Pourtant, en dépit du climat amical entre le roi et Samuel Ha-Levi, l’antisémitisme reprend du poil de la bête (immonde). Pedro ne peut rien faire quand Samuel est arrêté, torturé et mis à mort.
La synagogue est toujours debout quand la catastrophe s’abat sur les Juifs d’Espagne en 1492 avec le fameux décret de l’Alhambra. La conversion ou l’expulsion. C’est le choix offert par Ferdinand et Isabelle à leurs loyaux sujets juifs, qui sont contraints d’émigrer vers l’Europe, l’Afrique du Nord et l’Empire ottoman, le plus souvent sans aucun bien.
Il ne reste plus qu’à s’emparer de la synagogue construite par Samuel Ha-Levi un siècle plus tôt, de la transformer en église et de faire don du bâtiment à l’Ordre de Calatrava.
Histoire de rayer totalement la présence juive, elle est baptisée du nom de El Transito, qui rend hommage à l’Assomption de la Vierge Marie.
Lors de la guerre d’indépendance espagnole contre Napoléon en 1808, au cours de laquelle Tolède représente un point d’affrontement stratégique, l’ancienne synagogue, devenue église, est transformée par la force des choses en caserne ! Devenue un symbole de la résistance, la Synagogue El Transito – ironiquement, elle a toujours conservé ce nom bien chrétien – a été transformée en monument national, puis en site du patrimoine historique, ce qui a enfin permis aux chercheurs d’entreprendre d’importantes restaurations.
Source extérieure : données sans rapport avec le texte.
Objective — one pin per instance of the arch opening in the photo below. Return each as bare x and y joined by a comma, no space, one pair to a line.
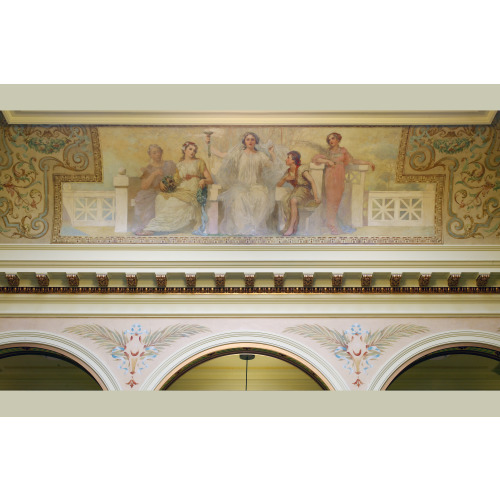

Peu à peu, les inscriptions hébraïques sont réapparues, l’arche de la Torah s’est dévoilée, faisant revivre le rêve du fondateur de cette synagogue miraculée et de la communauté juive de Tolède.
En 1911, le bâtiment a été donné au Fonds des musées d’Espagne, qui s’est engagé à le rendre à la communauté juive en tant que musée de la Culture et de l’histoire séfarade, lequel y a adjoint une grande bibliothèque juive et un nouveau centre d’études hébraïques ; comme l’aurait souhaité Samuel Ha-Levi Abulafia. Ce dernier aurait pourtant été triste de constater que plus aucun office religieux ne se déroule dans sa synagogue. Seuls des visiteurs de passage pénètrent dans cet édifice qui devait célébrer la vie juive espagnole.
Des 11 synagogues bâties à Tolède, seules deux ont survécu : la synagogue El Transito et Santa María la Blanca qui, comme son nom l’indique, a également servi d’église.